“Dark Places” opens Friday at Star Cinema. R, 1;54, two stars out of four.
A man sits in prison. He may not have committed the crime he’s convicted of. So why doesn’t he fight? Is he afraid? Is he protecting someone?
Or, as in the case of “Dark Places,” is the real solution to the mystery so silly and convoluted that he’s embarrassed to even say it out loud in a courtroom.
Adapted from the novel by Gillian Flynn, famous for “Gone Girl,” “Dark Places” starts off in a promising place and devolves quickly from there. Writer-director Gilles Paquet-Brenner (“Sarah’s Key”) completely loses the emotional thread of the story in a tangle of red herrings, false scares and wasted performances.
Charlize Theron plays Libby Day, a woman who survived the massacre of her family in their Kansas farmhouse when she was eight. She testified against her brother Ben (Tye Sheridan in flashbacks, Corey Stoll as an adult), and moves through life armored by grief. Theron is predictably good in the early scenes as a brooding, broken woman haunted as much by her own guilt in profiting off tragedy (she ghost-wrote a best-selling book about the case) as by the murders themselves.
Libby is contacted by Nicholas Hoult (her “Mad Max: Fury Road” co-star), the leader of a so-called “Kill Club,” which is like a book club for investigating famous murders. They believe Ben is innocent of the crime he was convicted of, and basically want to pay Libby to pick her brain. The way they appropriate Libby’s personal tragedy as their own hobby makes for a fresh and queasily fascinating angle on the mystery.
Unfortunately, the Kill Club is pretty much forgotten as Libby starts digging into the case, interviewing old acquaintances and enemies she hasn’t seen in decades. Along the way, the mystery plot involves Satanic rituals, secret love children and even a serial killer. When one character implores, “I know this is a lot to take,” I had to agree.
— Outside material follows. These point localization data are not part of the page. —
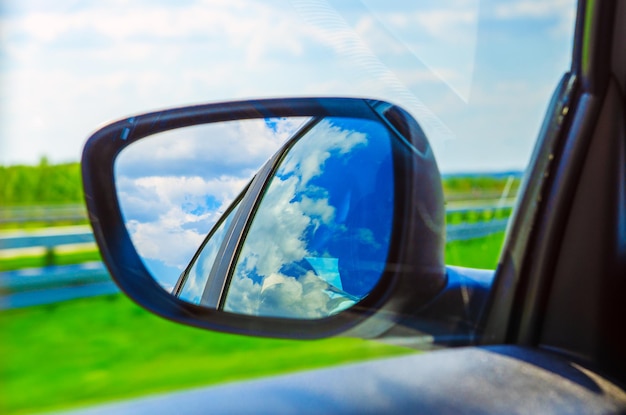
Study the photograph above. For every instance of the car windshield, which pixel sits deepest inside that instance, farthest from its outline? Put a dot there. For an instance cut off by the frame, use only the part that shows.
(477, 75)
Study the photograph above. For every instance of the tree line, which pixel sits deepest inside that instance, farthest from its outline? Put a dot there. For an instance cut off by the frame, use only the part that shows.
(47, 183)
(41, 184)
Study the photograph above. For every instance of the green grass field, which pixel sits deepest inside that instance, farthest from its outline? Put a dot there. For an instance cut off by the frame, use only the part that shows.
(92, 350)
(87, 351)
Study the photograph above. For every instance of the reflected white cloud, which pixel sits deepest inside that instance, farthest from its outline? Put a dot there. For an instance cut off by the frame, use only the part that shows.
(174, 186)
(292, 209)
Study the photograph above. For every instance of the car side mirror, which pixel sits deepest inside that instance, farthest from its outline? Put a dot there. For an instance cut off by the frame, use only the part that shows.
(341, 228)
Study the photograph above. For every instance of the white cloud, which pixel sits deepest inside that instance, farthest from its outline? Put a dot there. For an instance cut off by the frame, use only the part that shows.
(173, 187)
(521, 9)
(277, 236)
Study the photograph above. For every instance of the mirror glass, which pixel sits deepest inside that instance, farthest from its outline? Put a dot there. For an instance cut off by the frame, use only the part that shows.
(319, 238)
(315, 240)
(173, 187)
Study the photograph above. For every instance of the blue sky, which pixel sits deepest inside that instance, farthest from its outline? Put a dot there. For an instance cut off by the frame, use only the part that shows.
(476, 74)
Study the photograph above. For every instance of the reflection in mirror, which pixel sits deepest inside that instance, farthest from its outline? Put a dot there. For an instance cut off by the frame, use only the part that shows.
(174, 186)
(319, 239)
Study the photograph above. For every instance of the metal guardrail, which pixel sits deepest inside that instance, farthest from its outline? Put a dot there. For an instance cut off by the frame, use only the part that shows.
(32, 286)
(43, 214)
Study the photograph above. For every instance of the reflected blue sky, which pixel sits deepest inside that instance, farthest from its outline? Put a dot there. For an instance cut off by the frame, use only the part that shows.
(319, 239)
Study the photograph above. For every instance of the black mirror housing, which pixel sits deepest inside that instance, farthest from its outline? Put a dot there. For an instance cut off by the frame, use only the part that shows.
(414, 272)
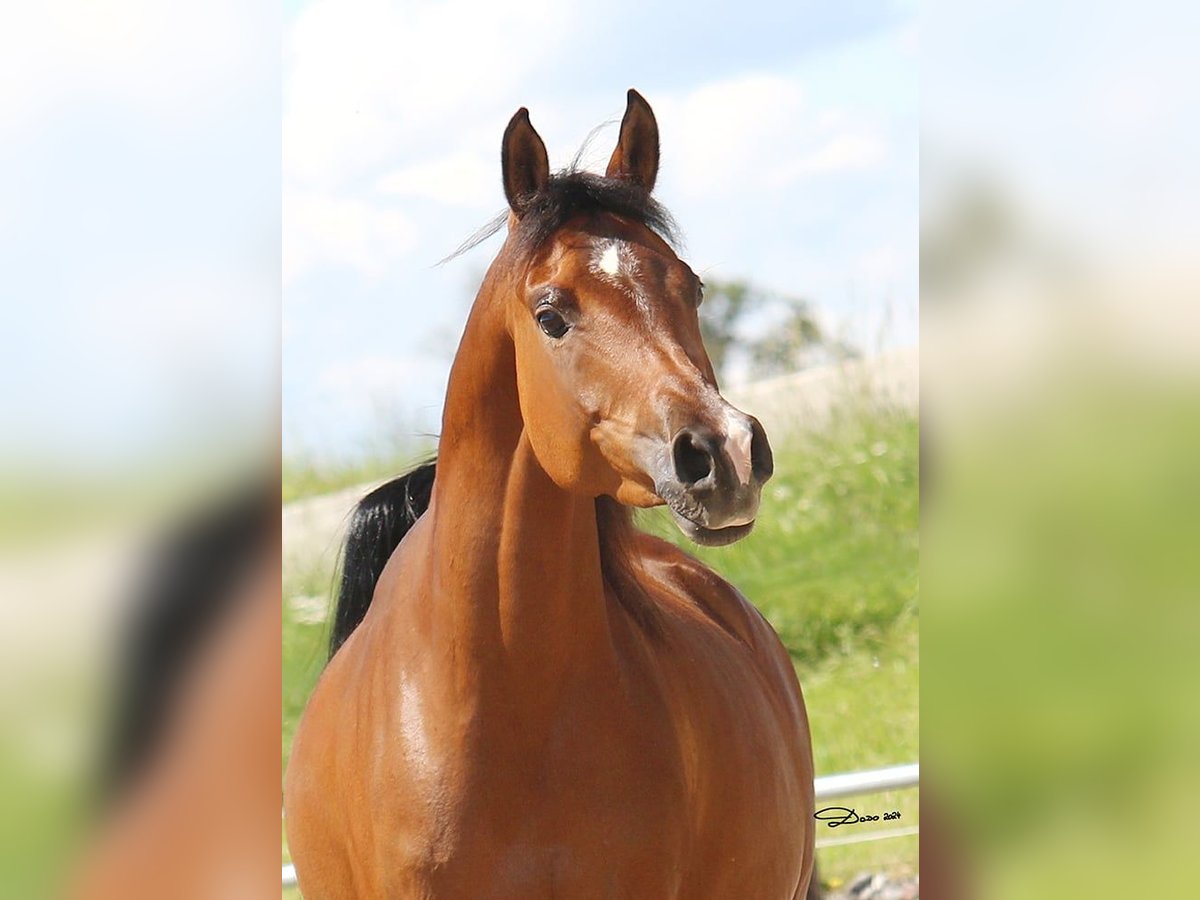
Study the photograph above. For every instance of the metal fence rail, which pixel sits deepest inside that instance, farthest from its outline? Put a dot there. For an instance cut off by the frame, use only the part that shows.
(827, 787)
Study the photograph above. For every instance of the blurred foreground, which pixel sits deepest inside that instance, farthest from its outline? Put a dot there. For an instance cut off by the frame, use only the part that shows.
(1061, 412)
It’s like Flynn couldn’t settle on one solution to her mystery, so decided to check “all of the above.” It all builds up to a simply unbelievable twist ending that makes “Gone Girl” seem like gritty realism.
It’s very jarring to see this ridiculous mystery play out in such a realistic rural setting, the characters all hard-bitten, repressed Midwesterners living in crummy apartments or windswept prairies. Paquet-Brenner also includes extensive flashbacks of Libby’s childhood, with Christina Hendricks playing her mother and Chloe Grace-Moretz as Ben’s bad-girl girlfriend. Ultimately, we lose interest in Libby’s investigation because it’s the flashbacks that are telling us what happened anyway.
Somewhere in here, among the ludicrous plot turns and overstuffed cast of characters, there’s a simple, devastating story about the lingering effects of childhood trauma. But finding it is one mystery that can’t be solved.